Y el tío Sènto hizo con tal imperio la pregunta, que la novia levantose como un autómata, volvió su rostro a la pared y comenzó a desnudarse con lentitud.

Quitose el pañuelo del cuello, y después, tras largas vacilaciones, el corpiño fue a caer sobre una silla.

Quedó al descubierto el ceñido corsé de deslumbrante blancura, con arabescos rojos; y más arriba la morena espalda de tonos calientes, como el ámbar, cubierta de una suave película de melocotón sazonado y rematada por la cerviz de adorable redondez, erizada de rizados pelillos.

Aproximábase el tío Sènto cautelosamente, moviéndose al compás de sus pasos el blanducho y enorme abdomen. No debía ser tonta: él la ayudaría a desnudarse.

E intentaba meterse entre ella y la pared para verla de frente y apartar aquellos brazos cruzados con fuerza sobre el exuberante y firme pecho, oprimido por las ballenas del corsé.

¡No vullc! ¡no vullc! —gritaba con angustia la muchacha—. ¡Apartes d’ahí!... ¡Fuxca!

Con fuerza inesperada empujó aquella audaz panza que la cerraba el paso, y siempre ocultando su pecho, fue a refugiarse entre la cama y la pared.
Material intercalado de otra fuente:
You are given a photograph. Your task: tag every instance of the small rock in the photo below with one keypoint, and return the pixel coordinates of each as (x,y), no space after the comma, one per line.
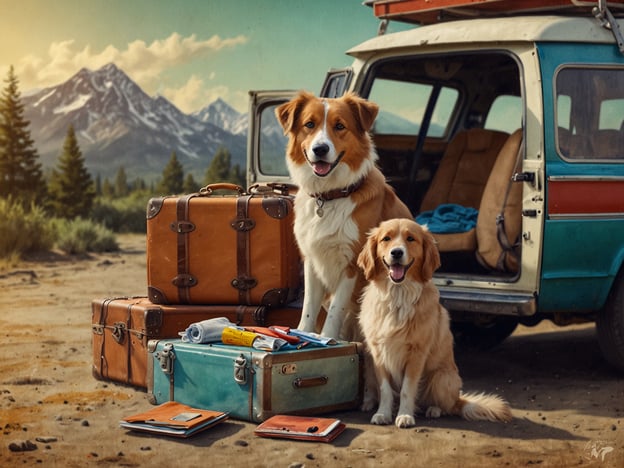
(22,446)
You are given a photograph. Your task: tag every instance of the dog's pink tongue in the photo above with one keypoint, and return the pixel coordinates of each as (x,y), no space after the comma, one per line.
(321,168)
(397,272)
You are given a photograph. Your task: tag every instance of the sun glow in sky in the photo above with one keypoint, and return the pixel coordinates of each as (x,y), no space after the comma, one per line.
(190,51)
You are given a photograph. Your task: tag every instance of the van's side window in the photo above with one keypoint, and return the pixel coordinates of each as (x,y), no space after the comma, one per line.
(272,160)
(590,113)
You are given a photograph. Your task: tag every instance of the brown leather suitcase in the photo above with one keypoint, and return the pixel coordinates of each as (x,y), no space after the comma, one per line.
(215,248)
(122,328)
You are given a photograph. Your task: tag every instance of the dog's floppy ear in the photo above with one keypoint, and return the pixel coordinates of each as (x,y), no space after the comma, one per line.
(364,111)
(288,112)
(431,261)
(368,256)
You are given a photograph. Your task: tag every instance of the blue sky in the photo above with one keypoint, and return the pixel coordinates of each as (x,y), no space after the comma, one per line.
(190,51)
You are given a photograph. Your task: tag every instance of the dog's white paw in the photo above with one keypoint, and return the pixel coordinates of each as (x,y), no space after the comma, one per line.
(433,412)
(381,419)
(404,420)
(368,404)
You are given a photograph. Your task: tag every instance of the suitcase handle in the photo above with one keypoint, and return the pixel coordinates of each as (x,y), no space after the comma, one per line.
(210,189)
(310,381)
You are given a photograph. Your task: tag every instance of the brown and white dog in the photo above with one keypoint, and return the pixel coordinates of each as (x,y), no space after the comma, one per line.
(341,196)
(407,330)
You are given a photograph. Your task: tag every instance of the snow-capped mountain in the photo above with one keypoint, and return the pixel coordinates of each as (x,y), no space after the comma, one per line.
(224,116)
(118,124)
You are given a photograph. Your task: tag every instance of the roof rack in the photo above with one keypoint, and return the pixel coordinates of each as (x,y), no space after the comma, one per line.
(433,11)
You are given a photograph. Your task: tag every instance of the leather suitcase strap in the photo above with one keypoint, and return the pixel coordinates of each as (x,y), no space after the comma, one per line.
(184,280)
(243,225)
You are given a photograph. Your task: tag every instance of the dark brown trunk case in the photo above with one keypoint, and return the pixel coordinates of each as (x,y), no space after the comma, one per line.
(206,248)
(122,328)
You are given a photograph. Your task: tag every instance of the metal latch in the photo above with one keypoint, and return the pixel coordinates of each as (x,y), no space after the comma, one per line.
(119,332)
(524,177)
(607,21)
(165,358)
(240,370)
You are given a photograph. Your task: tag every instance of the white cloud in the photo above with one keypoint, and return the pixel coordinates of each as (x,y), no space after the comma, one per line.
(143,62)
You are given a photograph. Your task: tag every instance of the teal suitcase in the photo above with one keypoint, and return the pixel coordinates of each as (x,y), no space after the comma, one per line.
(254,385)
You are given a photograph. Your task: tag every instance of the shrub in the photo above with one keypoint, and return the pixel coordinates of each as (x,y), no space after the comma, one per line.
(79,236)
(23,230)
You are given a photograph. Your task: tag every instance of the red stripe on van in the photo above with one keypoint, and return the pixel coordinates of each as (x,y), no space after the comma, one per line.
(585,196)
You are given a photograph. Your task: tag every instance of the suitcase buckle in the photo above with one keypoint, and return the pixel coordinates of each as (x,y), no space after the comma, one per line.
(240,370)
(243,283)
(119,332)
(184,281)
(165,358)
(182,227)
(243,224)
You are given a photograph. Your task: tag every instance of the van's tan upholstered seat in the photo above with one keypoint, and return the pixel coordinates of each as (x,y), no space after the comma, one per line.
(461,179)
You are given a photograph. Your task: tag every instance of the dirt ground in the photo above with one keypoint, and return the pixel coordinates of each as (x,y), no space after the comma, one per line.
(568,405)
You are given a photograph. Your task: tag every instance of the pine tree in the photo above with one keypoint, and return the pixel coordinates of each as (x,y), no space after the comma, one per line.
(121,183)
(108,190)
(71,188)
(173,177)
(20,171)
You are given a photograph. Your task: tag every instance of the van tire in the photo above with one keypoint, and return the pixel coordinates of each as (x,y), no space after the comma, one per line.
(483,335)
(610,326)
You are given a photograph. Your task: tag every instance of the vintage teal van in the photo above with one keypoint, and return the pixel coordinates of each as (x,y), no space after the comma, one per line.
(517,113)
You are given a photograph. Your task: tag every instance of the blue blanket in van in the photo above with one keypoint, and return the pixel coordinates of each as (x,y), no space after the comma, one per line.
(449,218)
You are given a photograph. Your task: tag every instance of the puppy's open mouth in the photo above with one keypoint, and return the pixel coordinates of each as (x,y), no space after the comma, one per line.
(396,271)
(323,168)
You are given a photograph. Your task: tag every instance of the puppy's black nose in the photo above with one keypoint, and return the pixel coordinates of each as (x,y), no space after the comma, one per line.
(321,150)
(396,253)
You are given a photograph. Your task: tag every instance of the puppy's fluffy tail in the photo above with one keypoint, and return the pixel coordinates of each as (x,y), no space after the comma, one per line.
(481,406)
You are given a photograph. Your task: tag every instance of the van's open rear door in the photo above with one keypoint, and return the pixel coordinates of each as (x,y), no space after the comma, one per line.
(266,142)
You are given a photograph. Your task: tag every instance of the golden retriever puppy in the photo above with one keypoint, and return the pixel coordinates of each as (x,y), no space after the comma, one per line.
(407,331)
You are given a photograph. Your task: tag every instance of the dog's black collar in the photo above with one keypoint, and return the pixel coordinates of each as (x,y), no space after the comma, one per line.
(338,193)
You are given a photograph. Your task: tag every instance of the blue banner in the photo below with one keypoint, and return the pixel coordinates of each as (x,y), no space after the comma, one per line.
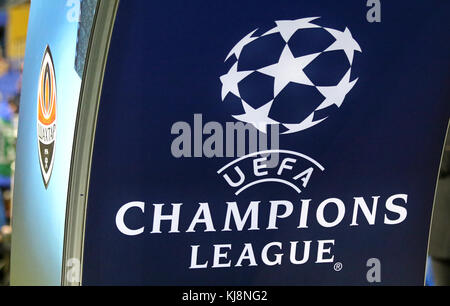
(268,143)
(48,113)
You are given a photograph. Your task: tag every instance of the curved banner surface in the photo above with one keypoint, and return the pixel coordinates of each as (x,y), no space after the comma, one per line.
(268,143)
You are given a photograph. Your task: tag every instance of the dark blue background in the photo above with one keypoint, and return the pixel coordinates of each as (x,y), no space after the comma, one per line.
(164,65)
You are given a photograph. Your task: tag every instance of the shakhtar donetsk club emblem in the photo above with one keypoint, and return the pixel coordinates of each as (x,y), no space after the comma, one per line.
(46,123)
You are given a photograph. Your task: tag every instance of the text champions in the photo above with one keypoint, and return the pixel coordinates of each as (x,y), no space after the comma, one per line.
(328,214)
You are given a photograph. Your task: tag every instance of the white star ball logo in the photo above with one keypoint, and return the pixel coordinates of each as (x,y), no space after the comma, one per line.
(290,69)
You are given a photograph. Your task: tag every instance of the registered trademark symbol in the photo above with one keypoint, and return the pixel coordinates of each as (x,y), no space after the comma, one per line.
(338,266)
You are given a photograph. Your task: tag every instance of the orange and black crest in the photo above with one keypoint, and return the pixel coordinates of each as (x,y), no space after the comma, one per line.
(46,121)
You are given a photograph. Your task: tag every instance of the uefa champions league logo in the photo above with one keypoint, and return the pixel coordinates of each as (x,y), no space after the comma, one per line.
(275,83)
(287,70)
(284,71)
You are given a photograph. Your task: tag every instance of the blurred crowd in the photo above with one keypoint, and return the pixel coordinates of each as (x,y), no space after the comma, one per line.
(10,88)
(9,109)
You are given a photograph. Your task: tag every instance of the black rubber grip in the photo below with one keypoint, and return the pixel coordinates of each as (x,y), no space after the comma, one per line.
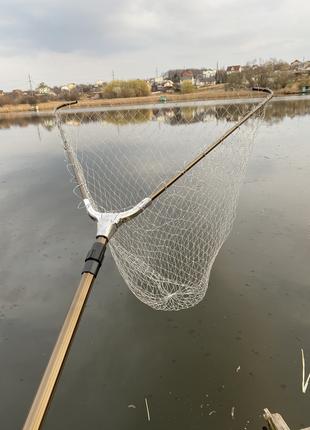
(94,258)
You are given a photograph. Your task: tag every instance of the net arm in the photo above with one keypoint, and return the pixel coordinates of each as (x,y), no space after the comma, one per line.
(221,139)
(53,370)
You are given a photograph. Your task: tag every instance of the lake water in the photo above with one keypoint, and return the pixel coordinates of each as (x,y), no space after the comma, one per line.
(239,348)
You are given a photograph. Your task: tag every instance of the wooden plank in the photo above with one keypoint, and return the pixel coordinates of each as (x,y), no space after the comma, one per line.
(275,421)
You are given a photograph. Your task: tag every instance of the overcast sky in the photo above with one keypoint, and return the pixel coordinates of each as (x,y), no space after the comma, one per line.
(64,41)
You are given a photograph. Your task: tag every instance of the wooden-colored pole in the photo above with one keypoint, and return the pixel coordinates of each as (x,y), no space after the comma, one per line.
(52,372)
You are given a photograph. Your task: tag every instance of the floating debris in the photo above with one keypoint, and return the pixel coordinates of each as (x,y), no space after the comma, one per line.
(304,384)
(233,412)
(147,409)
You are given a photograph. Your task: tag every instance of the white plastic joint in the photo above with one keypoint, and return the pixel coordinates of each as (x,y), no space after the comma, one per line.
(108,222)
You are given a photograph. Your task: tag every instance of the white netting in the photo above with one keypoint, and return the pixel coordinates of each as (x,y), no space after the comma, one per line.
(166,253)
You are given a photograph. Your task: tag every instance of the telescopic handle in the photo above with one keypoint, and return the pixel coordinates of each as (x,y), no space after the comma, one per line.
(49,380)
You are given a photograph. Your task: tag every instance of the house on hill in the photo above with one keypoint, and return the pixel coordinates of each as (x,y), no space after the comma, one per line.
(234,69)
(68,87)
(43,89)
(187,75)
(296,64)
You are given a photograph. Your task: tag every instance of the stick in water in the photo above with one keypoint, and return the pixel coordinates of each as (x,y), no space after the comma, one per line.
(147,409)
(304,384)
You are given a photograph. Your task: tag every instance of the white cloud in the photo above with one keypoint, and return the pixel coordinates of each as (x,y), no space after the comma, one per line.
(60,41)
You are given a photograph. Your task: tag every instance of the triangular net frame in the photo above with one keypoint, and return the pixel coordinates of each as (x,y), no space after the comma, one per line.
(123,155)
El tío Sènto se amoscaba. Aquello ya pasaba de broma, y él no se sentía capaz de contemplaciones. Fue a seguir a Marieta en su escondrijo, pero apenas se movió, ¡redéu! parecía que el pueblo se venía abajo, que la casa era asaltada por todos los demonios del infierno, o que había llegado el juicio final.

¡Vaya un estrépito! Eran latas de petróleo golpeadas a garrotazo limpio; cabezones agitando sus innumerables cascabeles, enormes matracas y grandes cencerros sonando todos a un tiempo, y al poco rato disparáronse cohetes que silbaban y estallaban junto a la reja del estudi. Por las rendijillas de las maderas penetraba un resplandor rojizo de incendio.